When Theatre Mirrors Community

Reflections on Eureka Day

Suzanne (Lisa Anne Porter), Carina (Leontyne Mbele-Mbong), Don (Howard Swain), Eli (Teddy Spencer), and Meiko (Charisse Loriaux) argue in Eureka Day, presented by Marin Theatre in partnership with Aurora Theatre Company. [Photo Credit: David Allen]

Good news: this run of Eureka Day is extended to Sept 28th — and selling fast. Enjoy Play Club member Stephanie Miller’s insider peek, and grab your tix HERE.

A Tony-winning play made for a perfect night out. I recently joined a sold-out house at Marin Theatre Company to see Eureka Day. Originally commissioned and produced by Berkeley’s Aurora Theatre Company in 2018, the play landed in New York after winning local Theatre Bay Area awards, and I feel the play’s message is even more relevant now as national conversations about schooling and vaccinations sharpen. I was especially glad to see this production because Aurora, like many regional theatres, is not mounting a season this year due to funding shortfalls. That context made Marin’s reunion of Aurora’s original director Josh Costello and much of the original cast feel like a small triumph.


Eureka Day imagines a tiny private school in Berkeley run by a committee that decides everything by consensus in a library lined by books donated by families that founded the school. The school board’s minor dramas, which include flirtations, a cross-country move, virtue-signaling, are eclipsed when a mumps outbreak forces the school to not only quarantine for days on end but also to consider mandatory vaccinations. As a librarian, I recognized the set’s library as a safe but hardly neutral space: its donated books and coziness are the quiet before the storm of competing values.


Leontyne Mbele-Mbong’s Carina arrives as a newcomer who both observes and quietly (at first) resists the board’s posturing. Her side-eye and restrained reactions grounded the play’s early scenes. Teddy Spencer’s Eli is performatively physical and loud; Howard Swain’s Don gently shepherds meetings with a raddled Big Lebowski vibe; Lisa Anne Porter’s Suzanne defaults into leadership and assumptions; Charisse Loriaux’s Meiko knits through much of the chaos, only to reveal a surprising outburst of pain later. The actors’ chemistry simultaneously made it feel like a very Bay Area conversation (open marriages, reading Rumi, a parent who works at a big tech company, and artisanal scones) as well as a conversation that could happen in any PTA or board meeting.

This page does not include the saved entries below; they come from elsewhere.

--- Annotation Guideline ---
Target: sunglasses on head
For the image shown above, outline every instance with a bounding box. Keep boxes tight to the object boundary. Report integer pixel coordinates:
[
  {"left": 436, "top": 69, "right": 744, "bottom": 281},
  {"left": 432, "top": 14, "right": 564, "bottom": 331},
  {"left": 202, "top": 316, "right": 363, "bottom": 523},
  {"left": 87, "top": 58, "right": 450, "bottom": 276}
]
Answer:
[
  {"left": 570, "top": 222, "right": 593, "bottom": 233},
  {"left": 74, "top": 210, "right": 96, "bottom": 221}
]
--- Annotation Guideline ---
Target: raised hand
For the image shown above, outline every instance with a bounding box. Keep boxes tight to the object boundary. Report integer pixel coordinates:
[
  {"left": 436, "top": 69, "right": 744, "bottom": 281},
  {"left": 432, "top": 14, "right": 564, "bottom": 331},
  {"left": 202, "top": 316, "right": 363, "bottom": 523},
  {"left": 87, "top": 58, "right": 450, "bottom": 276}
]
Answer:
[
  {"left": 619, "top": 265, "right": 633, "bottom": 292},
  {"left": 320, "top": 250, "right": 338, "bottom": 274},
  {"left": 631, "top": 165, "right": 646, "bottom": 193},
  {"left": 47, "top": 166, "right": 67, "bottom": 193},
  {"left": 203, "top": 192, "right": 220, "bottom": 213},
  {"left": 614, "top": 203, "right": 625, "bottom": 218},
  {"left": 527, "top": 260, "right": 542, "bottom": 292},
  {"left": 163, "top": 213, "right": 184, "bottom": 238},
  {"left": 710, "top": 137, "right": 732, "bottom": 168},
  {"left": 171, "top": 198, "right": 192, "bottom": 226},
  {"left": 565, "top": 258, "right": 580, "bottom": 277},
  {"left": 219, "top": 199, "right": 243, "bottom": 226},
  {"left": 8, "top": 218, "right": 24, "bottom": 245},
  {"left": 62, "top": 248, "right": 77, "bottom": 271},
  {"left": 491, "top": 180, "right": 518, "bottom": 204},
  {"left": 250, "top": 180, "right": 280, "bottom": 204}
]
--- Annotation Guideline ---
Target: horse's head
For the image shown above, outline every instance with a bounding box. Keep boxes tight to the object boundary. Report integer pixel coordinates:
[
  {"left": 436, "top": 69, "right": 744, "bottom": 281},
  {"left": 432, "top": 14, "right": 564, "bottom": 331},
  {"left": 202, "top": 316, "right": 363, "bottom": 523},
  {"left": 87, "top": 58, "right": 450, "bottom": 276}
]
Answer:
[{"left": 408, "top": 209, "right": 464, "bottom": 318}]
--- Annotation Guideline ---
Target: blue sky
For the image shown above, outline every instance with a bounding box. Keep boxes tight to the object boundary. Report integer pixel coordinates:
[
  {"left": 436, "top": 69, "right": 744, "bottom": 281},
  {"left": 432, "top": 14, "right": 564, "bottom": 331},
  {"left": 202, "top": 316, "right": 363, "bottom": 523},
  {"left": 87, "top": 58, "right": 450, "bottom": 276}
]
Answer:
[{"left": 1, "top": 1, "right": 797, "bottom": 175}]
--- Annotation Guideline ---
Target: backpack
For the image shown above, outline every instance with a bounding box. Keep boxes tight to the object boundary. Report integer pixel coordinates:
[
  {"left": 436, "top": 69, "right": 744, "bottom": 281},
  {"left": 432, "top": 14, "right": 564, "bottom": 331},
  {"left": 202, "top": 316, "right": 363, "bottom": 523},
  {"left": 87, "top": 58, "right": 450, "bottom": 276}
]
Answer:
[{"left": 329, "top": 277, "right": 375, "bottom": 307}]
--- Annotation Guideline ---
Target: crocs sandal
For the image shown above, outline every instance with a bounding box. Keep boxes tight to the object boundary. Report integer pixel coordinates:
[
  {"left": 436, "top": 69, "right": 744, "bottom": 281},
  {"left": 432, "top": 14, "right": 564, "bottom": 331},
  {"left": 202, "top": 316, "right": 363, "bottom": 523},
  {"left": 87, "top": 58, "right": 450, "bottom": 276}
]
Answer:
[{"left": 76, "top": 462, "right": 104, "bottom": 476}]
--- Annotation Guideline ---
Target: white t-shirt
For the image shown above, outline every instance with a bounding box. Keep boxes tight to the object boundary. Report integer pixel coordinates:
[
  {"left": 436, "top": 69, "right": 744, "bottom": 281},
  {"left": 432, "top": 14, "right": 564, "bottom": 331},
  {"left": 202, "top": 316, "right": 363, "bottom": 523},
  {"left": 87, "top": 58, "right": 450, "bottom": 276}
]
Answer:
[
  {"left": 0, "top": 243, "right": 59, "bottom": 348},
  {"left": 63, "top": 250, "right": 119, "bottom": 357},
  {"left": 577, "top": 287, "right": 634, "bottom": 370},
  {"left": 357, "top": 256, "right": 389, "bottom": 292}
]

Scenic and lighting design deserve special mention. Jeff Rowlings’s light shifts and Richard Olmsted’s hand-painted vista of the Golden Gate and Marin Headlands beautifully mark the passing days and the play’s tonal swings. When the school is ordered closed, the production explodes into sharply observed comedy. The livestreamed board meeting sequence, complete with projected chat bubbles and emojis, had me and the whole audience roaring. The chat projections, a parade of blue bubbles and the well-timed sarcastic thumbs-up, brilliantly externalized the online frenzy that fuels real-world conflict.

Beneath the laughs, Spector digs into harder emotional ground. Lisa Anne Porter’s closing monologue as Suzanne exposed the heart of this play like an open wound: the tragedy and difficulty of empathizing while simultaneously disagreeing with someone. Her performance was heartbreaking, precise, and convincing. After the show my husband and I drove home talking about that monologue and how eerily prescient the play feels in our current political climate (the RFK, Jr. and Florida of it all). The play also has me reflecting on my mom’s stories of church-board dynamics and how power and petty decisions recur across different communities.

My membership in Play Club made this evening richer. Our pre-show discussions and post-show conversations with production collaborators deepen how I see choices actors and designers make. Members get that backstage intimacy and a more curious, informed relationship to new work. Eureka Day is the kind of play that sparks conversation about social justice, empathy, and how communities govern themselves. I am spreading the word and would definitely see again.

Eureka Day: it is sharp, funny, and quietly devastating. If you are local, run don’t walk. If you are not local, look for it when it comes to your town, and consider how being part of a theatre community like Play Club changes the way you watch, think, and talk about the issues affecting your communities.